Untitled (A Palestinian Scene), 1960, by Egyptian Artist Samir Rafi, depicts a defiant Palestinian family circled by armed Zionist soldiers whose faces lack defining features beyond the contours of skulls. As is evident in this painting, Rafi’s work often utilized surrealism and symbolism. The soldiers’ skulls and helmets marked with the star of David, painted in dark indigo-grey shades, contrast sharply with the bright white-grey hues of the Palestinian family. The shading across the family’s bodies further highlights their centrality. At the same time, the background’s orange, pink, and reddish hues suggest that this recurrent ‘scene’ occurs during sunset. The potted flower at the far right side of the painting and the dog next to the young boy at the center intensify the sense of domesticity and everyday life, while the family’s bare feet and modest garments compared to the booted, armed soldiers accentuate the sense of injustice.

This is not Rafi’s only rendition of such a scene. Indeed, one of his earlier pieces, The 1948 Nakba, depicts a similar scene. One of the important differences, however, is the faces of the Palestinian family: their expressions here show a mix of anger, disgust, and defiance. This burning rage is paralleled in the flaming hues of red, orange, and yellow behind them, intensifying the brightness of their figures compared to the soldiers.

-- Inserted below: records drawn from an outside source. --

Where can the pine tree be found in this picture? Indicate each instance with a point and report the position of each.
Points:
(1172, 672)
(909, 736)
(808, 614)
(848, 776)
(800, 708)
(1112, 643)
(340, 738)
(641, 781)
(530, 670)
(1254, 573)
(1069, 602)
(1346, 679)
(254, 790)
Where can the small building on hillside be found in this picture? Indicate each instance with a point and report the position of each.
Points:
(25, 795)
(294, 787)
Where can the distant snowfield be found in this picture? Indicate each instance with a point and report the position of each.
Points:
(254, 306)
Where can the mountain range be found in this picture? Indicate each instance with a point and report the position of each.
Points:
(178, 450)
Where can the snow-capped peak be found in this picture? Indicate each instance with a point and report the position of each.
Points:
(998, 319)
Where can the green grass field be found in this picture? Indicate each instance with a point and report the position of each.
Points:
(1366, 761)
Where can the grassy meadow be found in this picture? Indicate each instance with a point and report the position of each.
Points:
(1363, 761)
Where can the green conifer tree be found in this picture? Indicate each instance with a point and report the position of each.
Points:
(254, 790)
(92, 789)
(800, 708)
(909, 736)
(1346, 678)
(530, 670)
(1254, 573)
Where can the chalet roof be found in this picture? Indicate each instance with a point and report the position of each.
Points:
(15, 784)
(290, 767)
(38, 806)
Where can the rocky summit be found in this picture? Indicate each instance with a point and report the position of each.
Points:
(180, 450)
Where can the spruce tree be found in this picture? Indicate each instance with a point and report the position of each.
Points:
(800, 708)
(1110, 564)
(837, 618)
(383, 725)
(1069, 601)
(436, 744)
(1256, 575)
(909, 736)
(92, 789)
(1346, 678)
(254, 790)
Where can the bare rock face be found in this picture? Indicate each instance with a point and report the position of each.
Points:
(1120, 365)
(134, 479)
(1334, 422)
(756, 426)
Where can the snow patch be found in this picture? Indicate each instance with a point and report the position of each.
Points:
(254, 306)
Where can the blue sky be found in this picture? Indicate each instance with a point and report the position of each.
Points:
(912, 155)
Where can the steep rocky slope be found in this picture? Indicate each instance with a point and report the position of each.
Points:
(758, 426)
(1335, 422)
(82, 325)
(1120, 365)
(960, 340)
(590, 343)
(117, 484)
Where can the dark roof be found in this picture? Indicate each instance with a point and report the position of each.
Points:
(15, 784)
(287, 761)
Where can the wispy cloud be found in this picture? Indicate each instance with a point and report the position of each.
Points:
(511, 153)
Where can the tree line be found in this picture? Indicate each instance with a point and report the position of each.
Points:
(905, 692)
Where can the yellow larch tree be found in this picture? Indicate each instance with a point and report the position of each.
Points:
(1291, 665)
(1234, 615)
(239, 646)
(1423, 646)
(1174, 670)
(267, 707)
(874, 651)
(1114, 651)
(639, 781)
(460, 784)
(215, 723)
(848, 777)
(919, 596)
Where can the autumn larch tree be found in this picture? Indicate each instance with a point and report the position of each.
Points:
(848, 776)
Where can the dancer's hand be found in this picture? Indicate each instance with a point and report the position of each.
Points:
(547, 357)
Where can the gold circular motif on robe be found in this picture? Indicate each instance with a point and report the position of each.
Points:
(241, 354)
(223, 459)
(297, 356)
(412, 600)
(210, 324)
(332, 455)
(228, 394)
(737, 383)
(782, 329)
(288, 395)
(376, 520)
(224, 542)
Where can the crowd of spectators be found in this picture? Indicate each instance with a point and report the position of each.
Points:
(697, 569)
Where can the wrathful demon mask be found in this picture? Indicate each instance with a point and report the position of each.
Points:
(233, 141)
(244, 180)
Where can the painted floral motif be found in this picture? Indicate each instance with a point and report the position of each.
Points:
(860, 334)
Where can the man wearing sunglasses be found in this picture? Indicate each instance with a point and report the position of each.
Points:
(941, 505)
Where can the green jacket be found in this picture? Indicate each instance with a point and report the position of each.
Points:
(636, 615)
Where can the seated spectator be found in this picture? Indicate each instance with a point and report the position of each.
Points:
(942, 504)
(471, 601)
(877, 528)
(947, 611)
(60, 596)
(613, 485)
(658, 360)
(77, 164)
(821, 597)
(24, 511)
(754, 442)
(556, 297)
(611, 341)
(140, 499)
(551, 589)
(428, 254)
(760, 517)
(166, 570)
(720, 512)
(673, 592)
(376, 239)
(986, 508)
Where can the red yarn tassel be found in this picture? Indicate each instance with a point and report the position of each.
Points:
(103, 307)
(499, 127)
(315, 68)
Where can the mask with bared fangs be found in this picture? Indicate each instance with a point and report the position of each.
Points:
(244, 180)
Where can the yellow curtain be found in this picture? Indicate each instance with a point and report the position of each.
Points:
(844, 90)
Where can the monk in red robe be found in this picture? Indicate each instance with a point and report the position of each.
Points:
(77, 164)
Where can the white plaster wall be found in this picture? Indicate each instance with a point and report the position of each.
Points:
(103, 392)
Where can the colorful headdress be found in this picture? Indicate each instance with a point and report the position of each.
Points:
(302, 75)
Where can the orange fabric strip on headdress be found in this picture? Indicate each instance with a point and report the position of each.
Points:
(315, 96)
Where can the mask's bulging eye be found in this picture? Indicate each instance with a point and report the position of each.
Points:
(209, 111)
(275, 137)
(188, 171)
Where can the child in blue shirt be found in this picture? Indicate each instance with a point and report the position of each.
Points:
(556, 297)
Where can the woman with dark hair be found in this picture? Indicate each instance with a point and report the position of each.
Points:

Rafi is a seminal figure in the history of Egyptian art. He was a core member and co-founder of the contemporary art group in Egypt. Much of his earlier work focused on social and political revolution issues, particularly against colonial art. His main critique of the artists of his time, especially in the 1940s and 1950s, was that they were too influenced by elitist Western art trends and bourgeoisie subject matters. Instead, Rafi focused on incorporating local authenticity into his work by drawing upon local art and cultural production.